A consciência ecológica é de importância primordial para o futuro da humanidade. Esta consciência envolve aspetos como a redução de emissões de CO2, redução de consumos de combustíveis fósseis e conversão dos processos de construção e à semelhança da mobilidade tradicional, a reciclagem dos veículos elétricos imiscuiu-se nos processos, desde a sua conceção até à sua destruição e refere-se a todos os componentes que os constituem, com a reciclagem das baterias em destaque. Consequentemente, impõe-se uma reflexão sobre este tema, tendo em conta que:
A reciclagem é um processo industrial que tem de ser pago. Assim como o consumidor paga a taxa de reciclagem (ou ecológica, ou conforme conste na fatura) na manutenção do seu veículo tradicional, é de pressupor que também terá de a pagar no caso do veículo elétrico e em especial das baterias. Pensou-se que em contrapartida ao motor de combustão interna, teríamos um componente de armazenamento de energia capaz de fornecer energia elétrica aos elementos motrizes e obter assim um sistema de melhor rendimento uma vez que que só existem componentes rotativos, com base num armazenamento de energia com reciclagem simples e barata e não parece ser esse o caso. As baterias são frequentemente referidas como o produto mais perigoso da civilização. Independentemente do tipo, são prejudiciais ao meio ambiente devido à sua estrutura complexa e ao conteúdo de diversos produtos químicos. Qual é o tempo de decomposição dos componentes individuais da bateria? Estima-se que o invólucro metálico e outros componentes metálicos se decompõem após 100 anos, enquanto as substâncias químicas se decompõem após centenas de milhares de anos ou mesmo nunca. Portanto, são a causa da poluição permanente do solo e da água e assim um mesmo problema atrelado à mobilidade elétrica.

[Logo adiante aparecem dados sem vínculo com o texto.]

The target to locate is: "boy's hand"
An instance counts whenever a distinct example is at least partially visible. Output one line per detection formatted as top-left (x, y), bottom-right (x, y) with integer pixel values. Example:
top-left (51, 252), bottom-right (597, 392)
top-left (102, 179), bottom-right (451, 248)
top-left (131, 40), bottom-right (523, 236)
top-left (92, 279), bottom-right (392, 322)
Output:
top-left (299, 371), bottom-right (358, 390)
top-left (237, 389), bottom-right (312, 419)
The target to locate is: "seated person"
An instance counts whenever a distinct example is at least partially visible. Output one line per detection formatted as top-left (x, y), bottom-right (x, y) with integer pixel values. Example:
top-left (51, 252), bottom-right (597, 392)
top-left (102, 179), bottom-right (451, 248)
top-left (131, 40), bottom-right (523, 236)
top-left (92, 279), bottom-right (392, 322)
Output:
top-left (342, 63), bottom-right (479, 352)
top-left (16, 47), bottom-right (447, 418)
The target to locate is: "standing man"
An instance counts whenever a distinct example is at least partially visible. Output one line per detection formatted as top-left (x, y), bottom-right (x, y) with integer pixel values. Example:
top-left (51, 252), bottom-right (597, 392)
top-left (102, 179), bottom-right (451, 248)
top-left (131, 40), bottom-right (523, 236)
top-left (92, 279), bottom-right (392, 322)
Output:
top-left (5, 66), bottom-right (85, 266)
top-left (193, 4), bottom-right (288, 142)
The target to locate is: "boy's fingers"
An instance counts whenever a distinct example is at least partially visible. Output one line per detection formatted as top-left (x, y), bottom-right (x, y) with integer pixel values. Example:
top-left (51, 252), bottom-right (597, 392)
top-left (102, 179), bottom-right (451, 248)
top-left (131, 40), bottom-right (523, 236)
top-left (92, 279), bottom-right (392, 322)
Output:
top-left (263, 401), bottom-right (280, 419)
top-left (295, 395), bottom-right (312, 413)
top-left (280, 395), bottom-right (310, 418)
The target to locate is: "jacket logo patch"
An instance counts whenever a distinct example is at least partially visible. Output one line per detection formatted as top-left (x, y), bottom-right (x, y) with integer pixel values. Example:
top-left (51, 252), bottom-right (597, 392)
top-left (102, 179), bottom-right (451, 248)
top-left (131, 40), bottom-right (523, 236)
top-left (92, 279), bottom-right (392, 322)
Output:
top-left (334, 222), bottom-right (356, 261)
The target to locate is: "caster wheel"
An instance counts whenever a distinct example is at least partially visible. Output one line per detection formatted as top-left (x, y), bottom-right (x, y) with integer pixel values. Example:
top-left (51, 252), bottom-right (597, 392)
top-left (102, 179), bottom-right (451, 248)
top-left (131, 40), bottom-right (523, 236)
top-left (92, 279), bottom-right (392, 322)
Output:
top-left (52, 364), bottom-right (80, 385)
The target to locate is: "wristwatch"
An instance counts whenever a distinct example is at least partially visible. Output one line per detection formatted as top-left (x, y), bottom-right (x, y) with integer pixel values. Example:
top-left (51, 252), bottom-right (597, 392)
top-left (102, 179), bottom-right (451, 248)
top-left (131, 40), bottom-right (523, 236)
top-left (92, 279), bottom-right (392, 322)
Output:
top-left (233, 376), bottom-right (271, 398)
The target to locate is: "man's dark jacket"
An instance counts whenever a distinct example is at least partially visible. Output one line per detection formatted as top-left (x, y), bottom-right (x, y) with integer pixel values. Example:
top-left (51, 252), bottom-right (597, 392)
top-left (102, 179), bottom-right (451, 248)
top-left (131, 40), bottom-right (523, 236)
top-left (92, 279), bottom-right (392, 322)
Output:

A mobilidade elétrica baseia-se em baterias cujas matérias-primas não são inesgotáveis, pelo que a reciclagem das baterias se impõe como imprescindível para a continuidade deste tipo de mobilidade, e a sua reciclagem evita a descarga de resíduos tóxicos para o ambiente embora deva ser um processo industrial sem impacto ambiental. Ou seja, na perspetiva idealista que a mobilidade elétrica é a solução ambientalista para todos os problemas (e por enquanto será considerada a forma de diminuir a poluição atmosférica em países de pequena extensão e a poluição nas cidades, e erradamente pois já existem outras soluções que não passam pela mobilidade elétrica), estaríamos pretensamente a anular os gases com efeito de estufa, para simultaneamente causar um enorme impacto ambiental com a descarga de resíduos tóxicos provenientes das baterias em fim de vida não recicladas. Devemos também evitar que o processo industrial de reciclagem não origine outra forma poluição, o que parece difícil se em primeiro lugar for determinado que a energia elétrica necessária para o processo de reciclagem não é proveniente exclusivamente das energias renováveis. E até estas dependem de uma indústria carente de energia elétrica cuja proveniência é desconhecida. Fica comprometido o objetivo da neutralidade em carbono e ainda por resolver o problema da escravatura de crianças nas minas de extração de cobalto e lítio, assunto que a União Europeia não aborda e até ignora ao contrário de outros assuntos sobre Direitos Humanos. Em vez disso perde-se em normas e metas sem sentido e que prejudicam a empregabilidade e a indústria automóvel europeia.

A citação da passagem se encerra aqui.